Validation of Proof that Nested Interval Property implies Axiom of Completeness I know this is is about the millionth "proof that N.I.P implies A.o.C" questions, but I am wondering where my proof fails (I'm asking where because I'm quite confident it is wrong somewhere).
Proof:
Let there be some arbitrary set $A$. Let $a_n$ symbolize some element from this set $A$. Let $b$ be any upper bound on the set $A$.
Pick some arbitrary element from the set $A$, and label this element $a_1$. Pick an arbitrary upper bound and label this $b_1$. These two create an interval $[a_1, b_1]$. The distance between these points is $|a_1-b_1|$. Now, pick some new $a_2$ and $b_2$ that creates an interval $[a_2, b_2]$ such that the $|a_2-b_2| = \frac{|a_1-b_1|}{2}$ (half the size of the old interval) nested inside the interval $[a_1, b_1]$. Keep on making smaller and smaller nested intervals $[a_n, b_n]$ where $a_n$ and $b_n$ get larger, and the distance between them approaches 0 (since the sequence $\frac{1}{2^n}$ has a limit of 0). Because of nested interval property, there exists some point $x$ such that $a_n \le x \le b_n$ for all n.
The definition of $s = \text{sup} A$ is that $s \le b_n$ for all b, and $s \ge a_n$ for all a. This $x$ clearly satisfies both of these properties, and thus is the least upper bound of A. Since least upper bounds are unique, there is no different least upper bound.
--- end proof
It feels... not rigorous enough, but I can't exactly put my finger on where or why. I think I'm close-ish, though.
Thanks!
 A: The main issue with your proof is that you keep assuming certain things are true, even though you never specified that they be true, or showed that they must hold.
First, you should know the exact statement you are trying to prove. That is,

If $A \subseteq \Bbb R$ is bounded above and non-empty, then $A$ has a least upper bound $s$.

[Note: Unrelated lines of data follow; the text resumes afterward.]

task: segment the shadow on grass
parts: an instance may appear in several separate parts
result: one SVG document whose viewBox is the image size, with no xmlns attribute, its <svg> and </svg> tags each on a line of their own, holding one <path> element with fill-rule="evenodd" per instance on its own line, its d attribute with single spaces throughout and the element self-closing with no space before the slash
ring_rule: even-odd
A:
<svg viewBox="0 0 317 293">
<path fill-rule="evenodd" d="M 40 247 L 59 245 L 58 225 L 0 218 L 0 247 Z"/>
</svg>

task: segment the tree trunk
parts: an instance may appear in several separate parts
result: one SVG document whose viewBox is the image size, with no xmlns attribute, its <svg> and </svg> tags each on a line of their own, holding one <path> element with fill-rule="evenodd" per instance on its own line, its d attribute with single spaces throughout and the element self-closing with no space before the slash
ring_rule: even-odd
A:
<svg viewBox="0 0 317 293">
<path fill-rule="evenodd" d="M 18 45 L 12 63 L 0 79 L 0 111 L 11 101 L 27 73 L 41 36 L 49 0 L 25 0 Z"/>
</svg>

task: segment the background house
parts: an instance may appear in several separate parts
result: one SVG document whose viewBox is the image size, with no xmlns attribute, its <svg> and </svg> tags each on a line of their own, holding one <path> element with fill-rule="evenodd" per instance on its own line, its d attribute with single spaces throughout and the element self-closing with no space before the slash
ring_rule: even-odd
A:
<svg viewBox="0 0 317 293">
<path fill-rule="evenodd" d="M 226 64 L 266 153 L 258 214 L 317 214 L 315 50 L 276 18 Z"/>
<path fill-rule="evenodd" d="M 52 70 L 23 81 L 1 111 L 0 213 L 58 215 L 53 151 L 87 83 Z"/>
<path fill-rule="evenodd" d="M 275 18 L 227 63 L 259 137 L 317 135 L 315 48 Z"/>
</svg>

$A$ is not just "some arbitrary set". It has three properties it must satisfy for the Axiom of Completeness (aka, the supremum property) to be applicable:

*

*It must be a subset of $\Bbb R$.

*It must be bounded above.

*It must be non-empty.

Possibly the first could be considered implicit from the context you are working in. But even so, the other two should be explicitly stated. Arbitrary sets of real numbers can be the empty set, or be unbounded. You used these two properties several times, even though you didn't require them of $A$.
The next logical shortcoming is here:

Now, pick some new $a_2$ and $b_2$ that creates an interval $[a_2, b_2]$ such that the $|a_2-b_2| = \frac{|a_1-b_1|}{2}$ (half the size of the old interval) nested inside the interval $[a_1, b_1]$.

First, you need to require that $a_2 \in A$ and $b_2$ is an upper bound of $A$. (Those confused sentences immediately following your introduction of $A$ are not adequate for this - just say something like "pick $a_2 \in A, b_2$ an upper bound of $A$ such that ...".)
But the bigger problem is: how do you know that such $a_2, b_2$ exist? Why does there have to be an element $a_2 \in A \cap [a_1, b_1]$ and upper bound $b_2 \in [a_1, b_1]$ such that $|b_2 - a_2|$ is exactly half of $|b_1 - a_1|$?
(You don't need $|b_n - a_n|$ to decrease by exactly half each time. It is enough that it be bounded above by a sequence that goes to $0$. As a hint on how to do this more easily, consider the midpoint of $[a_1, b_1]$, and the two cases where the midpoint is an upper bound, and where it is not.)
Finally, this is wrong:

The definition of $s = \text{sup} A$ is that $s \le b_n$ for all b, and $s \ge a_n$ for all a.

That is not the definition of the supremum. $a_n, b_n$ are things you defined solely for this proof. The concept of the supremum is not defined in terms of these sequences. You must prove every element $a \in A$ satisfies $a \le s$. And you must prove that every upper bound $b$ of $A$ satisfies $s \le b$. It is not sufficient that it be true just for the ones you picked for your sequences.